The Center on Wealth and Philanthropy at Boston College estimates that individual charitable giving in 2009 amounted to $217.3 billion, a decline of $11.2 billion (4.90 percent) from our estimate of $228.5 billion in 2008. Adjusting for inflation in 2009, our estimate of $228.5 billion in 2008 dollars amounts to $227.9 billion in 2009 dollars and results in a decline of $10.6 billion or 4.65 percent. This is in addition to the center's calculation of inflation-adjusted decline from 2007 to 2008 of 6.1 percent. This represents a total decline in inflation adjusted dollars of $25.3 billion from 2007 to 2009.
"Migration of Wealth in New Jersey and the Impact on Wealth and Philanthropy"
In the first half of the decade 1999 - 2008, the net effect of migration for New Jersey resulted in a substantial increase in both household wealth and charitable capacity. In the second half, the direction of flow was reversed. The net effect of household migration resulted in a loss of substantial household wealth and expected amounts of charitable giving. The change was due mostly to a large decline in the number of wealthy households entering New Jersey between 2004 - 2008 and a moderate increase in the outflow of wealthy households leaving New Jersey. The result of the net loss in wealth was a net loss in charitable capacity, making it more difficult for charitable causes to raise money from New Jersey households.

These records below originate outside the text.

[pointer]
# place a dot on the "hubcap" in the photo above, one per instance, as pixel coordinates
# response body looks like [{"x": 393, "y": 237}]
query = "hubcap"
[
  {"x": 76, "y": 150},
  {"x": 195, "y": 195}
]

"Religious Discernment of Philanthropic Decisions in the Age of Affluence"
My focus here will be on a religious discernment process as a guide for wealth holders in the allocation of their wealth. The hope is that religious discernment – as a key element of religious giving – will shape the spiritual horizons of wealth and philanthropy to the same extent that findings on the ongoing wealth transfer are shaping the material horizons…
Wealth and the Will of God
by Paul G. Schervish and Keith Whitaker
The Center on Wealth and Philanthropy is pleased to announce the release of a new book co-authored by Paul G. Schervish and Keith Whitaker,Wealth and the Will of God, published by Indiana University Press. The book looks at some of the spiritual resources of the Christian tradition that can aid serious reflection on wealth and giving. Beginning with Aristotle-who is crucial for understanding later Christian thought-the book discusses Aquinas, Ignatius, Luther, Calvin, and Jonathan Edwards. Though the ideas vary greatly, the chapters are organized to facilitate comparisons among these thinkers on issues of ultimate purposes or aspirations of human life; on the penultimate purposes of love, charity, friendship, and care; on the resources available to human beings in this life; and finally on ways to connect and implement in practice our identified resources with our ultimate ends.